The U.S. Dollar Index that tracks the greenback against a basket of other currencies edged down 0.05% to 90.097
The dollar fell on Tuesday morning in Asia, hitting a six-year low against Canadian dollar and hovering near multi-month lows against European currencies, as investors ramped up bets that the U.S. Federal Reserve would not hike interest rates anytime soon.
The U.S. Dollar Index that tracks the greenback against a basket of other currencies edged down 0.05% to 90.097 at 4:20 AM GMT.
The USD/JPY pair inched up 0.03% to 109.22, with Japan’s slow COVID-19 vaccination rate and dollar weakness locking the duo into a narrow range.
The yen also dropped against the pound and the riskier Antipodean currencies as data released earlier in the day said that the Japanese economy contracted more than expected during Q1 2021, as its Gross Domestic Product (GDP) contracted 5.1% year-on-year (YOY) and 1.3% quarter-on-quarter.
The AUD/USD pair rose 0.35% to 0.7791, with the Reserve Bank of Australia releasing the minutes from its latest meeting earlier in the day. The NZD/USD pair advanced 0.47% to 0.7234.
The USD/CNY pair inched down 0.17% to 6.4278, with the onshore yuan close to the almost three-year high reached during the previous week.
The GBP/USD pair rose 0.27% to 1.4173, its strongest level since late February 2021, as the U.K. starts to exit its COVID-19 lockdown.
The dollar was at $1.2167 against the euro, near its weakest level since Feb. 26, 2021. The Canadian dollar jumped to a six-year high of C$1.2045 against the U.S. dollar, bolstered by a rise in oil prices.
Dallas Fed President Robert Kaplan on Monday reiterated his view that he does not expect interest rates to rise until 2022, thus sparking a further decline in bets that inflationary pressure could force the central bank to act sooner than expected.
Other Fed officials are due to speak throughout the week and investors also await the release of the minutes from the Fed’s latest meeting, due on Wednesday.
Investors will analyze the minutes once they are released for clues as to the Fed’s monetary policy direction for the rest of 2021. However, there is a growing consensus that the Fed will continue with its current dovish policy over the assumption that any acceleration in inflation is temporary, in turn keeping the dollar on a downward trend.
The most important point is where yields are headed.

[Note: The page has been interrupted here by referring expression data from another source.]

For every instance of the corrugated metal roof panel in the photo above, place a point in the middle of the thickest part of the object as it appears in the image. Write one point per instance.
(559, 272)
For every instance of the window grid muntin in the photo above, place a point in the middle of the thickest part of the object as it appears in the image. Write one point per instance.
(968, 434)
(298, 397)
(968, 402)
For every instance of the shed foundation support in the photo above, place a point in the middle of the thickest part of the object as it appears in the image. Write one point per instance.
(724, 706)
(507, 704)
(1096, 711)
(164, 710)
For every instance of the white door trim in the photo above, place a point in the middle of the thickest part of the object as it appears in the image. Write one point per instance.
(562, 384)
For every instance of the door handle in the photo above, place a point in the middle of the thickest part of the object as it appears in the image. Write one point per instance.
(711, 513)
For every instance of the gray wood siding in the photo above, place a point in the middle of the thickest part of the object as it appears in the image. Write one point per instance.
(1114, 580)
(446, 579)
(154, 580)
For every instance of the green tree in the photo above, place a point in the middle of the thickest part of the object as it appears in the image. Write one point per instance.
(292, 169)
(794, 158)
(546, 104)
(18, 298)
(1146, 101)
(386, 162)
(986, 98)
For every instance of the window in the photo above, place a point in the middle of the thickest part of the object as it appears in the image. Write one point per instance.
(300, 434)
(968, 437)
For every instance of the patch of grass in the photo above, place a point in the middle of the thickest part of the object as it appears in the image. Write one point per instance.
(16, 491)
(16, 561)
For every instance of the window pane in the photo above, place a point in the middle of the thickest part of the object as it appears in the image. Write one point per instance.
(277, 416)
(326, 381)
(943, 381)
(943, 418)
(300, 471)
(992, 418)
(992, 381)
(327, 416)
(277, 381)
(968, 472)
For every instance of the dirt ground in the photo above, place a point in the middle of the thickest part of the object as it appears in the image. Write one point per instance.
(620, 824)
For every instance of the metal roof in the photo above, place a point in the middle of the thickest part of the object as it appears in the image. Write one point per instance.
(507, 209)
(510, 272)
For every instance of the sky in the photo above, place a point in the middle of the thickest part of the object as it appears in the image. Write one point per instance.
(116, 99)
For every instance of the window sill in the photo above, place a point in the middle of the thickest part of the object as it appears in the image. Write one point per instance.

Yields are capped, reflecting expectations that U.S. monetary policy will remain easy. This places the dollar under downward pressure, IG Securities senior foreign exchange strategist Junichi Ishikawa told Reuters.
With investors already scaling back bets for a Fed interest rate hike in 2021, Kaplan’s comments further incentivized them to sell the dollar.